The public health community’s reaction to the West Africa Ebola crisis was rather slow, worsening the effects of the disease in Sierra Leone, Liberia, and Guinea, where at least 10,000 people have died. Western health institutions, for at least a decade, had the technology to produce Ebola vaccine candidates, but major pharmaceutical companies did not conduct a clinical trial on any of the candidates until late last year.

Hotez will meet with government and health officials in Saudi Arabia later this month to access the country’s viability as a partner on the program. He has already met with officials in Morocco, and will soon visit Qatar. The post of U.S. science envoy is designed to promote the nation’s commitment to science and technology as “engines of diplomacy.” “One reason people admire America is the power of our research institutions,” said Hotez, who is also director of the Sabin Vaccine Institute. “People come from around the world to study at Harvard, Stanford, Baylor, but we haven’t exploited that advantage as much as we could. We need to put science diplomacy out there as part of U.S. foreign policy.”

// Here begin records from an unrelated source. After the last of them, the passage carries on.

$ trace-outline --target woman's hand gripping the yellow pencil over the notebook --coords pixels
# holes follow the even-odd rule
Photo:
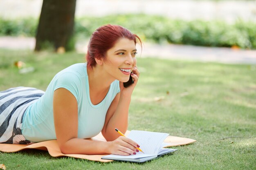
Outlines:
[[[110,142],[109,152],[115,155],[136,155],[139,145],[127,137],[120,136]]]

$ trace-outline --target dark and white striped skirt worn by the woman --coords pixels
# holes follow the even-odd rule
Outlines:
[[[0,143],[31,143],[21,133],[22,118],[27,107],[44,93],[31,87],[15,87],[0,91]]]

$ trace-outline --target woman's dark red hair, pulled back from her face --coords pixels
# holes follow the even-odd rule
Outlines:
[[[111,49],[120,38],[133,40],[141,45],[141,39],[138,35],[131,33],[128,29],[119,25],[100,26],[90,38],[88,51],[86,55],[87,65],[95,66],[95,58],[106,57],[106,52]]]

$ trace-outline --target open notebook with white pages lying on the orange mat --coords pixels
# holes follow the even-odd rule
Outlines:
[[[164,143],[164,139],[168,137],[168,133],[160,132],[148,132],[141,130],[132,130],[127,136],[128,138],[136,141],[139,144],[140,149],[144,152],[137,152],[136,155],[106,155],[101,157],[101,159],[110,159],[118,161],[131,161],[131,162],[145,162],[151,159],[155,159],[162,155],[170,152],[174,152],[177,149],[163,148],[167,145]]]

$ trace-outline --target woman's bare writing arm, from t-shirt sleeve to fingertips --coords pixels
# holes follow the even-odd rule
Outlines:
[[[126,137],[119,137],[110,142],[77,138],[77,101],[74,95],[65,88],[58,88],[54,91],[53,112],[57,142],[64,154],[130,155],[136,152],[137,143]]]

Saudi Arabia, Qatar, and Morocco meet Hotez’s fundamental criteria for project participation: political stability; acceptable science, biotechnology and pharmaceutical capabilities; the will to make the project happen; and regional as well as national interests.

Under the program, scientists from selected institutions would spend time at the Sabin Institute, whose vaccines for hookworm and schistosomiasis are in early-stage human trials; and its vaccines for Chagas, leishmaniasis, and SARS are still in lab development and production.

There’s a persistent pattern to these outbreaks in the developing world the past 40 years that we can’t keep ignoring,” said Hotez. “Ebola was just version 3.0. We need to be ready for version 4.0.”